NVIDIA Management Library (NVML)
The NVIDIA Management Library (NVML) is a C-based programmatic interface for monitoring and managing various states within Data Center GPUs. It is intended to be a platform for building 3rd party applications, and is also the underlying library for the NVIDIA-supported nvidia-smi tool. NVML is thread-safe so it is safe to make simultaneous NVML calls from multiple threads.
Query-able states includes:
- Identification: Various dynamic and static information is reported, including board serial numbers, PCI device ids, VBIOS/Inforom version numbers and product names.
- GPU utilization: Current utilization rates are reported for both the compute resources of the GPU and the memory interface.
- ECC error counts: Both correctable single bit and detectable double bit errors are reported. Error counts are provided for both the current boot cycle and for the lifetime of the GPU.
- Temperature and fan speed: The current core GPU temperature is reported, along with fan speeds for non-passive products.
- Power management: For supported products, the current board power draw and power limits are reported.
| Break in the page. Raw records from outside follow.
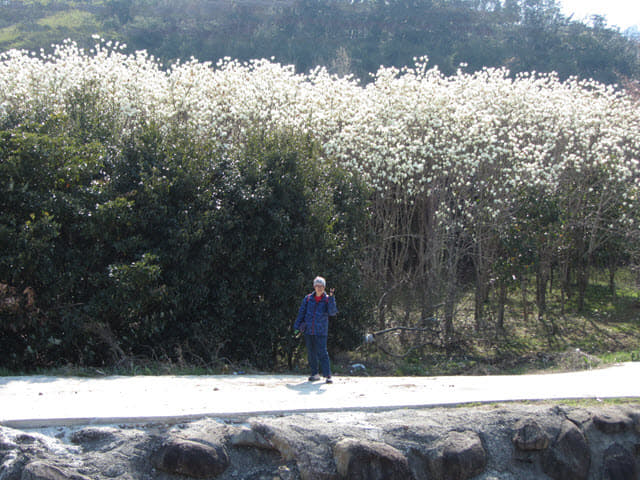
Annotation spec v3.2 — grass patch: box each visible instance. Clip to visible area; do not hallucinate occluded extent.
[38,10,99,30]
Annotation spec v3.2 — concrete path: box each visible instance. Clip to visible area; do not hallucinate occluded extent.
[0,362,640,428]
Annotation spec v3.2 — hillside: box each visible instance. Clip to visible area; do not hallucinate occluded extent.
[0,0,640,83]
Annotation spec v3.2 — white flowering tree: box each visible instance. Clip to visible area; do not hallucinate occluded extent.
[0,42,640,364]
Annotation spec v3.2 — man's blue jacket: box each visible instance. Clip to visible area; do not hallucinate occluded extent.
[293,292,338,335]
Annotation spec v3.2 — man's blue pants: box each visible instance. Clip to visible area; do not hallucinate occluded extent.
[304,335,331,377]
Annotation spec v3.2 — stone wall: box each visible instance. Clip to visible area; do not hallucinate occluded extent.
[0,403,640,480]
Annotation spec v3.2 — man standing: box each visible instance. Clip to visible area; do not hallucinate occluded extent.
[293,277,338,383]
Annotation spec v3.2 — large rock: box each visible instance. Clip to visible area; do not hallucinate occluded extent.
[152,439,230,478]
[426,431,487,480]
[542,420,591,480]
[602,443,638,480]
[21,461,89,480]
[593,411,633,433]
[513,419,550,452]
[333,438,412,480]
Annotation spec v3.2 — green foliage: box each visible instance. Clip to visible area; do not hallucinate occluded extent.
[0,0,640,83]
[0,121,366,369]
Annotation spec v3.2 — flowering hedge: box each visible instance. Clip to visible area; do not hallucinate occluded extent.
[0,42,640,366]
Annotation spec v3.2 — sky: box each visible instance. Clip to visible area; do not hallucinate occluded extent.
[558,0,640,31]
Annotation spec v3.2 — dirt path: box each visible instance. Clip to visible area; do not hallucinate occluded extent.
[0,362,640,428]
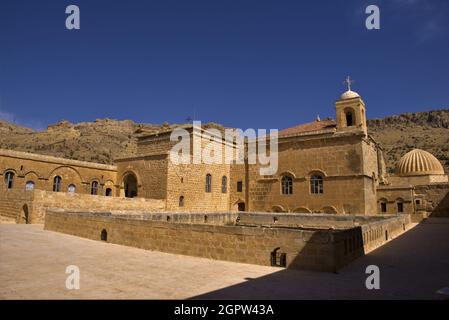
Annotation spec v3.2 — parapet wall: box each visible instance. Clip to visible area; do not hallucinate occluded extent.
[0,187,165,223]
[238,212,393,229]
[45,211,412,272]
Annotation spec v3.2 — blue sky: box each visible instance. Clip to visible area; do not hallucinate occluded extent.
[0,0,449,129]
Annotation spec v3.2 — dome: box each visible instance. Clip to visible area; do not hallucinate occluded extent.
[396,149,444,176]
[340,90,360,100]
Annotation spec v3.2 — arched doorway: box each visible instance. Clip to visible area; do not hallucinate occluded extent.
[100,229,108,241]
[123,173,137,198]
[20,204,30,224]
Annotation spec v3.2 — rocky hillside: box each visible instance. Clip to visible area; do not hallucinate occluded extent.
[368,109,449,173]
[0,119,163,163]
[0,110,449,172]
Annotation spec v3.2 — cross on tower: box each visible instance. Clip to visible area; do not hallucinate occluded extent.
[343,76,354,91]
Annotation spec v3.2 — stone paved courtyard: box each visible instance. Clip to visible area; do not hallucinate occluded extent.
[0,219,449,299]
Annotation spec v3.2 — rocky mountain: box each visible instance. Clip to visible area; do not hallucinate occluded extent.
[0,109,449,172]
[367,109,449,173]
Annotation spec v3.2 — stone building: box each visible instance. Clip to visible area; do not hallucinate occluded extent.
[0,88,449,222]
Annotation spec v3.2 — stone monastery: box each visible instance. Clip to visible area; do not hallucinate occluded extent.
[0,87,449,270]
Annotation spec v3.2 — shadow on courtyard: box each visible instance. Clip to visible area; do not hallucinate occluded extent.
[191,218,449,299]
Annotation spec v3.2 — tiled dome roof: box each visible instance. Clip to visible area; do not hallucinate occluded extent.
[340,90,360,100]
[396,149,444,176]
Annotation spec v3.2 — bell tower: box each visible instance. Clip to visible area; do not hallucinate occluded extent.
[335,76,367,134]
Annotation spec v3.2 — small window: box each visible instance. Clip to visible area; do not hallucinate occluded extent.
[281,176,293,194]
[206,174,212,192]
[90,181,98,195]
[25,181,34,191]
[100,229,108,241]
[53,176,62,192]
[221,176,228,193]
[5,171,14,189]
[237,181,243,192]
[179,196,184,207]
[346,111,354,127]
[310,175,324,194]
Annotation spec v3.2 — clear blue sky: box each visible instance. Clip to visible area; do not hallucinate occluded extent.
[0,0,449,129]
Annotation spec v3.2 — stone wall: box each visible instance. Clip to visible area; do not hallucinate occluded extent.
[377,186,415,214]
[237,212,395,229]
[248,134,377,214]
[0,186,165,223]
[116,154,169,199]
[0,149,117,194]
[45,211,412,272]
[415,183,449,217]
[0,183,33,223]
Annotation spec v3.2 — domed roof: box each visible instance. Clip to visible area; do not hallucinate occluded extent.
[396,149,444,176]
[340,90,360,100]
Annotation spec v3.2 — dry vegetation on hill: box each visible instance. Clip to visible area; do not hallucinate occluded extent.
[368,109,449,173]
[0,109,449,172]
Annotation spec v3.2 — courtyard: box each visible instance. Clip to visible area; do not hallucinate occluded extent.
[0,218,449,299]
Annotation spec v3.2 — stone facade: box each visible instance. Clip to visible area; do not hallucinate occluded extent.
[45,212,409,272]
[0,87,449,221]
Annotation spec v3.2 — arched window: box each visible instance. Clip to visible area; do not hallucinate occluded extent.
[310,174,324,193]
[123,173,138,198]
[25,181,34,191]
[345,109,355,127]
[206,173,212,192]
[281,176,293,194]
[100,229,108,241]
[5,171,14,189]
[397,200,404,213]
[53,176,62,192]
[221,176,228,193]
[179,196,184,207]
[90,181,98,195]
- Active compute process: The list of active processes running on the GPU is reported, along with the corresponding process name/id and allocated GPU memory.
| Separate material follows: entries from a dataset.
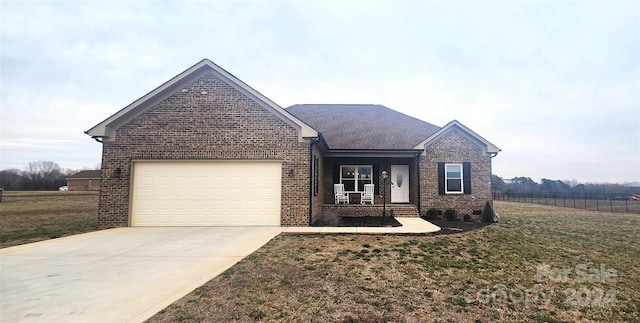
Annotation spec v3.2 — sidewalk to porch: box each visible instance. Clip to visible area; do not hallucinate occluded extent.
[282,217,440,234]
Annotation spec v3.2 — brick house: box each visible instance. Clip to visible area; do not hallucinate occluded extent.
[67,170,100,191]
[86,59,500,228]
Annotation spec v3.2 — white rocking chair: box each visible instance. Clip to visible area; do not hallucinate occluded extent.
[333,184,349,204]
[360,184,374,205]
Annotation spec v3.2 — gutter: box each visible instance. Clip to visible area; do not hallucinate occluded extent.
[416,150,424,217]
[309,136,322,226]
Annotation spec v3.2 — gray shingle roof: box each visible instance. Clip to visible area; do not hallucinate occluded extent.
[286,104,440,150]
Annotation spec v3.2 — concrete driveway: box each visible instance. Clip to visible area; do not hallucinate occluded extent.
[0,227,282,322]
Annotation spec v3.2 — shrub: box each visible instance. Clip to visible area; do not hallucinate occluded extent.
[482,201,494,223]
[425,209,442,220]
[444,209,458,221]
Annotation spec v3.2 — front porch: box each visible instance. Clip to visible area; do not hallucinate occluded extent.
[322,203,420,218]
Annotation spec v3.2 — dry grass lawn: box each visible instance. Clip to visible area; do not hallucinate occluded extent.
[150,202,640,322]
[0,191,98,248]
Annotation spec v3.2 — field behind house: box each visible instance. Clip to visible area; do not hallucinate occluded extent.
[0,191,98,248]
[150,202,640,322]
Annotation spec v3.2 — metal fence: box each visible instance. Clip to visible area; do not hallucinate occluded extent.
[493,192,640,214]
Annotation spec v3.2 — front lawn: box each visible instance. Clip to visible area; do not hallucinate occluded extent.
[0,191,98,248]
[150,202,640,322]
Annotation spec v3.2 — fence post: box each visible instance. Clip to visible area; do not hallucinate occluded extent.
[609,199,613,213]
[624,200,629,213]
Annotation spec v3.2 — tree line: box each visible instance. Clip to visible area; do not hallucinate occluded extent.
[0,161,95,191]
[491,175,640,199]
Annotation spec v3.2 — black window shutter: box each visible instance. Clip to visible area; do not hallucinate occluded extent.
[438,163,445,195]
[462,162,471,194]
[372,165,380,195]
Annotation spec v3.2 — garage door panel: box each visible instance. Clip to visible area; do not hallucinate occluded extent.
[131,161,282,226]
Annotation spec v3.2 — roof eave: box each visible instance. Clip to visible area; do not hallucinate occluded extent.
[415,120,502,156]
[85,58,318,141]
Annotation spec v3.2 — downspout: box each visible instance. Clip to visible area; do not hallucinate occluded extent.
[416,151,422,217]
[309,138,320,226]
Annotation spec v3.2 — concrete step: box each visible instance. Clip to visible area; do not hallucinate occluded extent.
[389,205,420,218]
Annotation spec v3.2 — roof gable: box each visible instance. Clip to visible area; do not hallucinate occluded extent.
[286,104,440,150]
[85,59,318,141]
[415,120,502,155]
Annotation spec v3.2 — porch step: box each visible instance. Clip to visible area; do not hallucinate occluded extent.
[389,204,420,218]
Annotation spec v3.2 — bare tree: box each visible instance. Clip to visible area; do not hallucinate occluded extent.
[24,161,65,190]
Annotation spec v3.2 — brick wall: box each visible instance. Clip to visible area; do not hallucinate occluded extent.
[420,127,492,214]
[98,73,312,228]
- Clocks and PState: Max and current clock rates are reported for several important clock domains, as well as the current GPU performance state.
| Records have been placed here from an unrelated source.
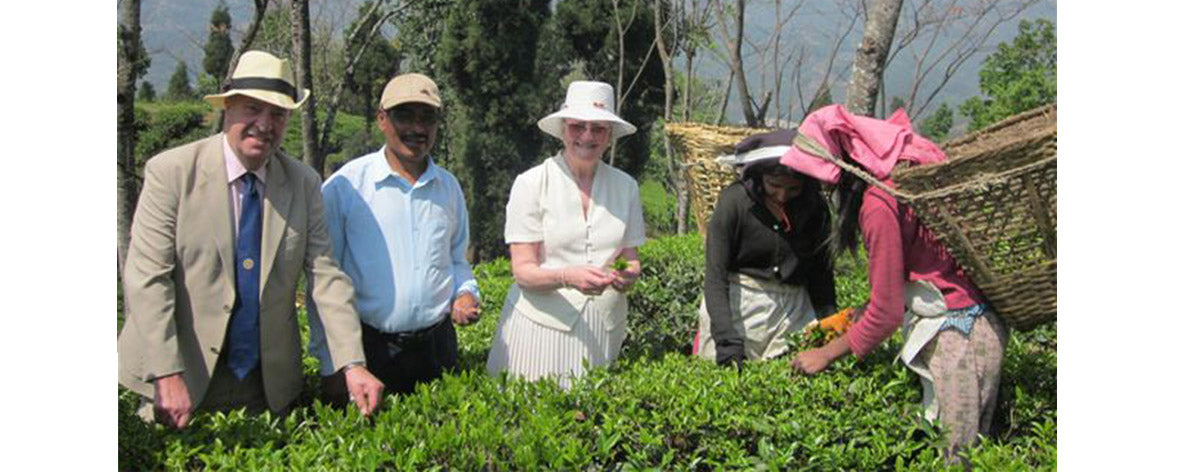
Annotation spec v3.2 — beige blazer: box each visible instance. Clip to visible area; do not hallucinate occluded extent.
[118,133,365,411]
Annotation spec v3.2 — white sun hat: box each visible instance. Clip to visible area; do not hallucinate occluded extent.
[537,80,635,139]
[205,51,312,110]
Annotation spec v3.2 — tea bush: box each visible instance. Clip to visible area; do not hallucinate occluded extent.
[118,236,1057,471]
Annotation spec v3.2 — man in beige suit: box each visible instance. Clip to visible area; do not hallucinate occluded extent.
[118,51,384,427]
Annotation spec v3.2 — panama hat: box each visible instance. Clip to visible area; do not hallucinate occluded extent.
[537,80,635,139]
[381,73,443,110]
[205,51,312,110]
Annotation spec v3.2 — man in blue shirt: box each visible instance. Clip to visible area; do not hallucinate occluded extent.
[308,73,479,404]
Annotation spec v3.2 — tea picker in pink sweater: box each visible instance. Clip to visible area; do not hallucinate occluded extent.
[738,105,1008,461]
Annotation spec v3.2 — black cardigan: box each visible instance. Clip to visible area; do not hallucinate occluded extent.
[704,182,835,345]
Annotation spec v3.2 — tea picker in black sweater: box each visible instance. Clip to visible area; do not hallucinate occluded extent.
[693,130,835,367]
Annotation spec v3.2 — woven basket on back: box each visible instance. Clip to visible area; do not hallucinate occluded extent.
[664,123,769,236]
[893,105,1057,329]
[667,105,1057,329]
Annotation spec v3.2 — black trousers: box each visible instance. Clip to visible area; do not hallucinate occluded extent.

Modifiable state includes:
- ECC mode: Enable and disable ECC.
- ECC reset: Clear single and double bit ECC error counts.
- Compute mode: Control whether compute processes can run on the GPU and whether they run exclusively or concurrently with other compute processes.
- Persistence mode: Control whether the NVIDIA driver stays loaded when no active clients are connected to the GPU.
The NVIDIA Management Library can be downloaded as part of the NVIDIA GPU Driver for Linux and Windows.